BRUSSELS (Reuters) - Presidents and prime ministers from Europe and Africa gathered in Brussels on Wednesday for an EU-Africa summit designed to promote peace and investment on the world’s poorest continent.
But cracks emerged even before the conference got underway, with some African leaders, including Zimbabwe’s Robert Mugabe and South Africa’s Jacob Zuma, deciding not to attend following a dispute over the invitation list.
Mugabe, now 90 and the president of Zimbabwe since 1987, stayed away because his wife, Grace, was not invited.
Both Mugabe and his wife are subject to travel bans under EU sanctions following the government’s crackdown on political opponents, but the European Union routinely waives those restrictions to allow Mugage to attend international meetings.

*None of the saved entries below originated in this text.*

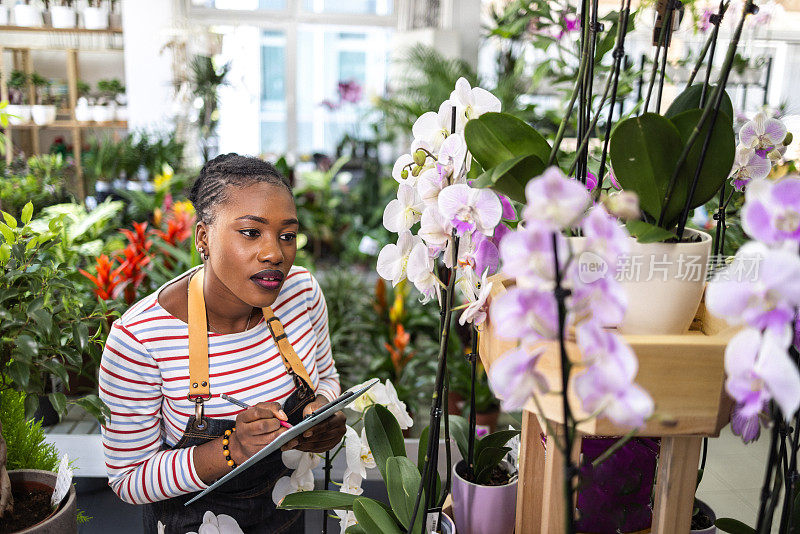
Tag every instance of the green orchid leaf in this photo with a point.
(373, 517)
(718, 159)
(645, 232)
(690, 99)
(511, 176)
(383, 435)
(402, 484)
(643, 153)
(318, 500)
(494, 138)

In this case, EU officials said Grace had not been invited because no spouses were attending the summit, which already counts 65 heads of state and government and around 20 secretaries-general, including United Nations head Ban Ki-moon.

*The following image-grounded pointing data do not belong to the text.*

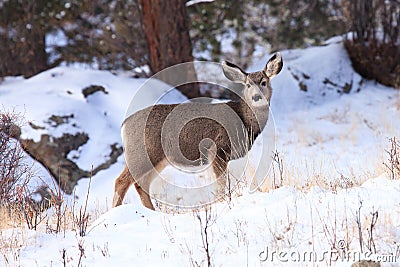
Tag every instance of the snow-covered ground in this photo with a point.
(332, 145)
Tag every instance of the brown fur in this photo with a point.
(142, 133)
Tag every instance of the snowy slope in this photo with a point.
(332, 145)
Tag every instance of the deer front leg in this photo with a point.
(219, 167)
(122, 184)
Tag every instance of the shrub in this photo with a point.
(374, 47)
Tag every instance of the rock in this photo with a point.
(52, 153)
(93, 89)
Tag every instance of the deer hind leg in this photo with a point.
(122, 184)
(143, 186)
(219, 166)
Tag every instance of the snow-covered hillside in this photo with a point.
(332, 130)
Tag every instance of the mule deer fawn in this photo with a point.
(142, 133)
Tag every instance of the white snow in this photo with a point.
(332, 145)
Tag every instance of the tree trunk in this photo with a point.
(167, 33)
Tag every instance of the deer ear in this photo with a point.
(274, 65)
(233, 72)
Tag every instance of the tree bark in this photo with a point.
(167, 33)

Following Mugabe’s protest, South Africa’s Zuma also decided to stay at home, sending his foreign minister instead.
Initially that was said to have been due to political considerations, with elections coming up in a month. But Zuma was later quoted by the South African Broadcasting Service as saying he did not like the way the summit had been set up.
“I think that time must pass wherein we are looked at as subjects, we are told who must come and who must not come,” he said. “I thought the African Union and the European Union are equal organisations representing two continents, but there is not a single one of them who must decide for others.”
The center of Brussels, a city accustomed to summits since the EU’s 28 leaders meet every few months, was shut down almost entirely for the arrival of the African heads of state, with heavily guarded motorcades charging through the town.
European Council President Herman Van Rompuy, who has visited several African countries to prepare for the summit, described the occasion as an opportunity to discuss how to move beyond Europe’s colonial past and tackle the challenges of peace, security, growth and jobs in Africa.
“The theme we have chosen addresses the everyday concerns of our citizens - their safety and security, their job prospects and their future as families and individuals,” he said.
The European Union is far and away Africa’s biggest development partner, providing more than 140 billion euros in aid between 2007 and 2013, including 18 billion in 2012 - nearly half the world’s aid to the continent.
But the point of the summit is to try to move beyond emergency or development help and build “partnerships” in areas such as health, education, energy, agriculture, climate change and issues such as democracy and human rights.
At the same time, the EU this week formally committed forces to a peacekeeping operation in the Central African Republic, a reminder that peace and stability are a pre-requisite for any closer trade and investment relations.